A handful of Senate Republicans said they would be willing to at least talk with Garland and consider his nomination, even if the Judiciary Committee doesn’t plan to move forward with the formal confirmation process. There was also buzz about the possibility of considering Garland during a lame-duck session after the presidential election if it’s won by a Democrat.
Sen. Jeff Flake (R-Ariz.) said he “would certainly prefer a pick like Garland, rather than someone Hillary Clinton might put up” if she wins the election.
Flake is one of about a half-dozen Republicans who said they would be willing to sit down with Garland — something Democrats are claiming as a preliminary victory.
“The cave has already started,” Reid said Thursday. “Now maybe they will be browbeaten by the leadership of the Senate and they’ll back off, but that’s a breakthrough … that they will sit down and talk to this good man.”
Reid dismissed speculation that the Senate might act in a lame-duck session if a Democrat is elected to succeed Obama: “I don’t think we should cut any slack to anybody by saying, ‘Let’s wait till the lame duck to do it.’ I don’t agree with that. I think we should do it now. It’s unfair to have this man treated differently than anybody else.”
But he did not rule it out. “Is it possible? Of course, it’s possible,” Reid said. “… [But] it doesn’t set a good precedent for the country that we run from a Supreme Court nominee.”
Garland, a centrist, appears to have a decent reputation among Senate Republicans, some of whom surmised that Obama made his pick expressly to try to force Republicans to abandon their blockade.
“I think he was really trying to pick somebody that he thought at least some Senate Republicans would accept right now,” said Sen. Orrin G. Hatch (R-Utah), a member of the Judiciary Committee, which is tasked with considering Supreme Court nominations.
But even some who have backed Garland before are not willing to abandon principle to advance his nomination.
Hatch was one of seven sitting Republican senators to back putting Garland on the federal bench in 1997, and told reporters he “fought for him” back then, during Garland’s long confirmation process.
“But this is different,” Hatch said, describing the current environment as too “toxic” and “politicized” to consider anybody.
Of the seven Republicans who previously voted for Garland — a list that also includes Sens. Susan Collins (R-Maine), Daniel Coats (Ind.), Thad Cochran (Miss.), James M. Inhofe (Okla.), John McCain (Ariz.) and Pat Roberts (Kan.) — only two, Collins and Inhofe, said on Wednesday they were willing to consider and evaluate Garland.

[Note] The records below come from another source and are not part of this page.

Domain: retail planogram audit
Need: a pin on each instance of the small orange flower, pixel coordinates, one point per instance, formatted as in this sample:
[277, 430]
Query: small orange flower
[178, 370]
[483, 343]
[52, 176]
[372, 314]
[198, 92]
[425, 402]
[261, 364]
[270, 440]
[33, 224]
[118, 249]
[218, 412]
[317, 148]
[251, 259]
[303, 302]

“I will be examining Chief Judge Garland’s judicial record, as well as other relevant materials,” Collins said in a statement, calling Garland an “accomplished jurist.”

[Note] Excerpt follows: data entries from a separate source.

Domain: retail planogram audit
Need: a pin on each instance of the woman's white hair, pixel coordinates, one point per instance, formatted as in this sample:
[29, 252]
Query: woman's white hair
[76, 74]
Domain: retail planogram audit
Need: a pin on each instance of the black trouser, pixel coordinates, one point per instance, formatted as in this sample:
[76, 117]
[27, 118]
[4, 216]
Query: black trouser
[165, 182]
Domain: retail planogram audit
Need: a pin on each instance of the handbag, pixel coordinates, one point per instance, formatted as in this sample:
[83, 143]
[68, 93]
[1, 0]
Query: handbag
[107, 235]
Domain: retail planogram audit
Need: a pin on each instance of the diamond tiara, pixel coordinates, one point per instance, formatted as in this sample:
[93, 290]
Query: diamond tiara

“This is the approach I have taken with every judicial nominee who has come before me throughout my service in the Senate, and that is the process that I will follow with this nomination as well,” she said.
Democrats are also hoping that political pressure forces vulnerable Senate Republicans up for reelection this year to reconsider their opposition and push GOP leaders to put him through the confirmation process.
But even vulnerable Republicans are holding firm at this point, echoing McConnell’s line that the next president should pick the new justice.
“I continue to believe the Senate should not move forward with the confirmation process until the people have spoken by electing a new president,” Ayotte said in a statement.
And Portman said in a statement that “after the election, I look forward to considering the nominee of our new president.”